Badeh also used the occasion to accuse a section of the media, the political class and some foreign interests of working against the military.

He said: “Notwithstanding the modest successes we recorded in the fight against terror, I must say that the task of coordinating the military and other security agencies in the fight against insurgents is perhaps the most complex and challenging assignment I have had in over 38 years in service.

 For the first time, I was head of a military that lacked the relevant equipment and motivation to fight an enemy that was invisible and embedded in the local populace.
“Added to this was the exploitation of a serious national security issue by a section of the press and the political class to gain political mileage.

“Furthermore, the activities of fifth columnists in the military and other sensitive military information, leaked to the terrorists, combined to make the fight against the insurgents particularly difficult.
“The activities of these unpatriotic members of the military not only blunted the effectiveness of the fight, but also led to the needless deaths of numerous officers and men who unwittingly fell into ambushes prepared by terrorists who had advance warnings of the approach of such troops.
“The decision by certain countries to deny us weapons to prosecute the war also added to the challenges we faced.”
Speaking further, Badeh said despite the challenges the military faced under his watch, it recorded achievements under his watch.
“I am glad to note that a lot was achieved during our time in the fight against terror. The achievements recorded are largely due to the commitment, patriotism, and the fighting spirit of the gallant officers of men and women in uniform who saw the fight against terror as a task that must be accomplished, no matter the odds and in spite of the campaign of calumny against the military by a section of the media with their foreign collaborators.”
Former CDS also acknowledged the support received from the populace.

“Our true friends who stood by us in our time of need and provided us the weapons we are now using to conduct the operations will always have a special place in our hearts.
“I must also mention the support and co-operation we have continued to enjoy from our neighbouring countries, which have enabled us to present a united front against a common enemy,” he said.
“The great support we have continued to receive and the determination of our patriotic troops to defeat this enemy of our nation have helped us to remain focused, but to also embark on other projects for the armed forces.”
He reminded his audience that no nation could achieve its full security potential by totally depending on other nations for its needs, noting that the lessons of the civil war and the ongoing war against terror, where certain countries frustrated the attempts to procure much need weapons, are very instructive.

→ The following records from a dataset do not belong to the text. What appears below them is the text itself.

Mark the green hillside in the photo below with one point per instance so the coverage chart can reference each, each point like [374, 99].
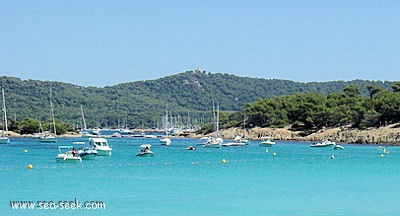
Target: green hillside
[143, 103]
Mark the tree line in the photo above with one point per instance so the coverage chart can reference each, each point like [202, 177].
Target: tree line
[311, 111]
[143, 103]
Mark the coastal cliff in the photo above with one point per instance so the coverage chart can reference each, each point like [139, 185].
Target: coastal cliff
[389, 134]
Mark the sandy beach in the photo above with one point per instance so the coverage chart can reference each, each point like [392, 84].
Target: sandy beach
[389, 134]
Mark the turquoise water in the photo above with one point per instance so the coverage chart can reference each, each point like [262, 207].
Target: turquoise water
[299, 180]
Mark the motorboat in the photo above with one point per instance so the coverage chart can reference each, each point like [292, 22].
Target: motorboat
[48, 138]
[165, 141]
[241, 139]
[67, 154]
[213, 142]
[267, 143]
[145, 151]
[338, 147]
[325, 143]
[233, 144]
[101, 146]
[87, 153]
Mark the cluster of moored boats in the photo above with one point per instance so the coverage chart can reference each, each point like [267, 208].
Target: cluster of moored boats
[100, 147]
[327, 143]
[97, 147]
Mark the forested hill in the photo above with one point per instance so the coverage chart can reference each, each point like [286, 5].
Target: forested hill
[143, 103]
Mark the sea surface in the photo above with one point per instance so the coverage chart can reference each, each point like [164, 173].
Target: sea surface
[249, 180]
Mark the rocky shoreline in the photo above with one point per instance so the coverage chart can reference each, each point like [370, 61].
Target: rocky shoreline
[389, 134]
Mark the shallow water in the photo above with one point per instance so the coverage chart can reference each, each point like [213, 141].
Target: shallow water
[299, 180]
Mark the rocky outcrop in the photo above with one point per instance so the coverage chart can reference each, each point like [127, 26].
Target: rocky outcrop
[383, 135]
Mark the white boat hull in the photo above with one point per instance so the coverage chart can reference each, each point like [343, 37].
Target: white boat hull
[4, 140]
[68, 158]
[103, 152]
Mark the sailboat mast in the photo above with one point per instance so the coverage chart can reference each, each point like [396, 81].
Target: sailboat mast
[83, 118]
[4, 110]
[52, 115]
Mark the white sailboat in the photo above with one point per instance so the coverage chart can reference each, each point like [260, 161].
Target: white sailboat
[165, 140]
[215, 142]
[4, 139]
[84, 132]
[48, 137]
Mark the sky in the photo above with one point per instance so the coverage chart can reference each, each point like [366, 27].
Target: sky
[103, 42]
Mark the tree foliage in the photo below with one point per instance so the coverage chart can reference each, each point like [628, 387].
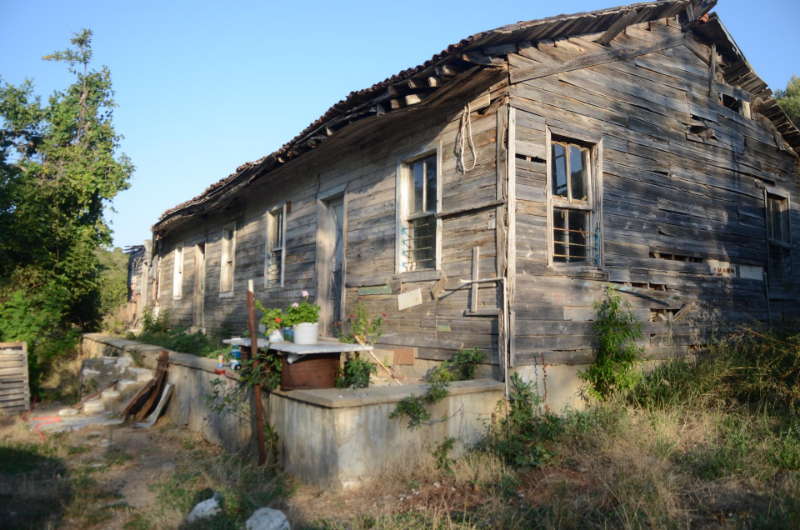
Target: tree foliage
[59, 168]
[789, 99]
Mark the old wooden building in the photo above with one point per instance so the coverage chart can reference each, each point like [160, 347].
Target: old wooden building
[633, 146]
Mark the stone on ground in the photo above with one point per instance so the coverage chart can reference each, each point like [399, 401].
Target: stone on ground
[202, 510]
[94, 406]
[267, 519]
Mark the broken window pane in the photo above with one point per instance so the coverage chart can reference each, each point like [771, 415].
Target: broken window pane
[780, 267]
[431, 195]
[778, 218]
[579, 172]
[418, 182]
[559, 170]
[420, 244]
[571, 238]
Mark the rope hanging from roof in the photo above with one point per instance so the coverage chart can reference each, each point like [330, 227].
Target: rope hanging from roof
[465, 129]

“I appeal to the relevant agencies of the government to mobilise the huge human and material resources we have in this country towards the development of a vibrant Defence Industrial Complex that would contribute to meeting our critical arms and equipment needs. This is crucial if we must reduce our total dependence on foreign sources of supply for critically needed arms.

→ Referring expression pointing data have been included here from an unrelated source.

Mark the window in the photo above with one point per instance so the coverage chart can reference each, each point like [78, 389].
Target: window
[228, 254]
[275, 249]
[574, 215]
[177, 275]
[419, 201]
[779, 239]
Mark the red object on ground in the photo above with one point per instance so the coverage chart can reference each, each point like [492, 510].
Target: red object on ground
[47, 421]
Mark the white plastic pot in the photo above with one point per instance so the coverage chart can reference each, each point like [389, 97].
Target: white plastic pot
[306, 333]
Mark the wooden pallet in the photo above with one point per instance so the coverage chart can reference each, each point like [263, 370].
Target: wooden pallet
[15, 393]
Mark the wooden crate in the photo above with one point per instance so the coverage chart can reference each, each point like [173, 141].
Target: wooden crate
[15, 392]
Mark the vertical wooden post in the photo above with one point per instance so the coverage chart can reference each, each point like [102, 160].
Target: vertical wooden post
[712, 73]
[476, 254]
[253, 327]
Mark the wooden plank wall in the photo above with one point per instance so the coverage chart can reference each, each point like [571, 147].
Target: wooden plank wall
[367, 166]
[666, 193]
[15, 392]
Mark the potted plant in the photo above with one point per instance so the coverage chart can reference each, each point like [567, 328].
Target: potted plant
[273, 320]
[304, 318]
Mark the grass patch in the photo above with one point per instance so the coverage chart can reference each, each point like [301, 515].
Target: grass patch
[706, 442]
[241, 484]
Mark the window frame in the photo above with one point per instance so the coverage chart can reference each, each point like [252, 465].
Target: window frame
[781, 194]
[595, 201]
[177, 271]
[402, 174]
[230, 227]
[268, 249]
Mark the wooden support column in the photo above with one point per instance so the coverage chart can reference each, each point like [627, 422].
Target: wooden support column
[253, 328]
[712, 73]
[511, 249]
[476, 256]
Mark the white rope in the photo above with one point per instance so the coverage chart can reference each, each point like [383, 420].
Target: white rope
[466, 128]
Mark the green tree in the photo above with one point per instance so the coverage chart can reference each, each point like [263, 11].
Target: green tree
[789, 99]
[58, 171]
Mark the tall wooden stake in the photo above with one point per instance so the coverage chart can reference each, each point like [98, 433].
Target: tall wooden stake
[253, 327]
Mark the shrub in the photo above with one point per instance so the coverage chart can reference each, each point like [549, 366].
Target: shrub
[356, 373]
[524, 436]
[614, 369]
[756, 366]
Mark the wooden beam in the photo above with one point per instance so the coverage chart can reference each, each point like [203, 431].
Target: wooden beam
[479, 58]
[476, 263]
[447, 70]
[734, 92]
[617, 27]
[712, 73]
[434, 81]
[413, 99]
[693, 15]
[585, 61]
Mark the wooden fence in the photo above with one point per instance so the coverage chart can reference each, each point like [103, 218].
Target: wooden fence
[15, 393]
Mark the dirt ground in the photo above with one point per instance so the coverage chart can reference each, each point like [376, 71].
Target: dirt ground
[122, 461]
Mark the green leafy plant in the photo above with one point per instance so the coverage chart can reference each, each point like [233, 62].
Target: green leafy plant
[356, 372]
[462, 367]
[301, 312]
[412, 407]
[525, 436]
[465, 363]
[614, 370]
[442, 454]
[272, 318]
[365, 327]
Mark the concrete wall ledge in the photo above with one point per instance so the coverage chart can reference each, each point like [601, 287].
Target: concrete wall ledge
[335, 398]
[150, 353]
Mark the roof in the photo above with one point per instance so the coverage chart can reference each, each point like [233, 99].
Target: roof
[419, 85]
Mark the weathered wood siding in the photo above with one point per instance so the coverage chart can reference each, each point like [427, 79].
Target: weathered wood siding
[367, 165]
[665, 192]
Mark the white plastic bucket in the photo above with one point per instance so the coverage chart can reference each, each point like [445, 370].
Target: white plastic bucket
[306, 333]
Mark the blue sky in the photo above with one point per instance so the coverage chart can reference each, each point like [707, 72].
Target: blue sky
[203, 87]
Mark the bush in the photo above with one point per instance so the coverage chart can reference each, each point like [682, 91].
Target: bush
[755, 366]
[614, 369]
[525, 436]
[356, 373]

“It is important for the government to decide the kind of military force it needs, by carrying out a comprehensive review of the nation’s military structure to determine the size, capability and equipment holding required to effectively defend the nation and provide needed security,” Badeh noted.

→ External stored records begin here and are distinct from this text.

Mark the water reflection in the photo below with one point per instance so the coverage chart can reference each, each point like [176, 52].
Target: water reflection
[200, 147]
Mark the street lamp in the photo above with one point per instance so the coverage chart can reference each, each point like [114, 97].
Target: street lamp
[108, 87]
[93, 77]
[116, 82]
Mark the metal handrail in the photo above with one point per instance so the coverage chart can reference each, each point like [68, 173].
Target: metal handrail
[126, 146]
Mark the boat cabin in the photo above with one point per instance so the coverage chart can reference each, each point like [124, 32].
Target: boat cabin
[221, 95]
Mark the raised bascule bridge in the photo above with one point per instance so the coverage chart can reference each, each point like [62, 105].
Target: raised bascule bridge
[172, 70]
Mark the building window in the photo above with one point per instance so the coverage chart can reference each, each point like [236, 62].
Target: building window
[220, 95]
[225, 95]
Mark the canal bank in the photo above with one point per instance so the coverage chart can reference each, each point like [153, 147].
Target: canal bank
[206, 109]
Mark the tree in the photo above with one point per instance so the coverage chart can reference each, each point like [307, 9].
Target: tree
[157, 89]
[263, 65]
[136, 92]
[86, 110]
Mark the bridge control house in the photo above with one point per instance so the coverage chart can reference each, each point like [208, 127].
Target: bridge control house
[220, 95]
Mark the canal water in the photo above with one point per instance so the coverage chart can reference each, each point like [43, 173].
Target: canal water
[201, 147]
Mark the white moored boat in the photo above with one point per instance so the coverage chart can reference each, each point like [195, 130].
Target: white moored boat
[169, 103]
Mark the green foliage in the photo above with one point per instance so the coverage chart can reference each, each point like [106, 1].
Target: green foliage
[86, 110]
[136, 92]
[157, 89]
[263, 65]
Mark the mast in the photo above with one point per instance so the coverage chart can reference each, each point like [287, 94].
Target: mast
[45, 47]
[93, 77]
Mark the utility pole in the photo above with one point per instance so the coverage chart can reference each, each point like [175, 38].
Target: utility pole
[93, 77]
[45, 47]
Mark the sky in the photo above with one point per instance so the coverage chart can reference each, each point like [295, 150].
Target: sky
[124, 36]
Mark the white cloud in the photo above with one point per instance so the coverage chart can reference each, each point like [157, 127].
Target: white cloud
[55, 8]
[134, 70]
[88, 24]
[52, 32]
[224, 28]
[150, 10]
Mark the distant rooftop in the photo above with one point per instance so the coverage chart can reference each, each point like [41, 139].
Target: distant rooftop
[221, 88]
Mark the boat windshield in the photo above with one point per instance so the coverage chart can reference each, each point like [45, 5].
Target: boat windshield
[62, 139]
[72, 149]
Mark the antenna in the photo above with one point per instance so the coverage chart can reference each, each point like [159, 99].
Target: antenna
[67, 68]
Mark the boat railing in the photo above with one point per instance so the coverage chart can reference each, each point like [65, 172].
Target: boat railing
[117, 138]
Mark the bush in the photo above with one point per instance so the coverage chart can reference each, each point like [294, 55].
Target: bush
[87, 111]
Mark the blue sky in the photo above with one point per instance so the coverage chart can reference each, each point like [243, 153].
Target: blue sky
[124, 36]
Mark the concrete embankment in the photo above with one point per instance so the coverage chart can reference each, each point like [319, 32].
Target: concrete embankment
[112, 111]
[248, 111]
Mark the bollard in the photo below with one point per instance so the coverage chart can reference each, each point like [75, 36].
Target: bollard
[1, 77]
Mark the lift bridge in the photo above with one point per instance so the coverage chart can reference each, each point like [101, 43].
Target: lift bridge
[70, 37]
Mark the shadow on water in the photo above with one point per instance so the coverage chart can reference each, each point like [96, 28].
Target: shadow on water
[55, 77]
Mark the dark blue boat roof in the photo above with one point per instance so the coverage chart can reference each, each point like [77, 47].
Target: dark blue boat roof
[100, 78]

The outgone defence chief pointed out that the huge cost that would be required to rebuild the Boko Haram-devastated North East and other trouble spots in the country would have been saved had the military been adequately funded over the years by previous administrations.

He noted that, over the years, the military was neglected and under-equipped to ensure the survival of certain regimes, while other regimes, based on advice from some foreign nations, deliberately reduced the size of the military and underfunded it.
Badeh expressed regret that past leaders accepted unpatriotic recommendations without appreciating the peculiarities of a third world military, which did not have the technological advantage that could serve as force multipliers and compensate for reduced strength.

He disclosed further that when faced with the crisis in the North East and other parts of the country, the military was overstretched, and had to embark on emergency recruitment and training.

It will be recalled that Borno State governor Kashim Shettima had raised the alarm  that Nigerian military was ill-equipped and lacked motivation to confront the Boko Haram terrorists.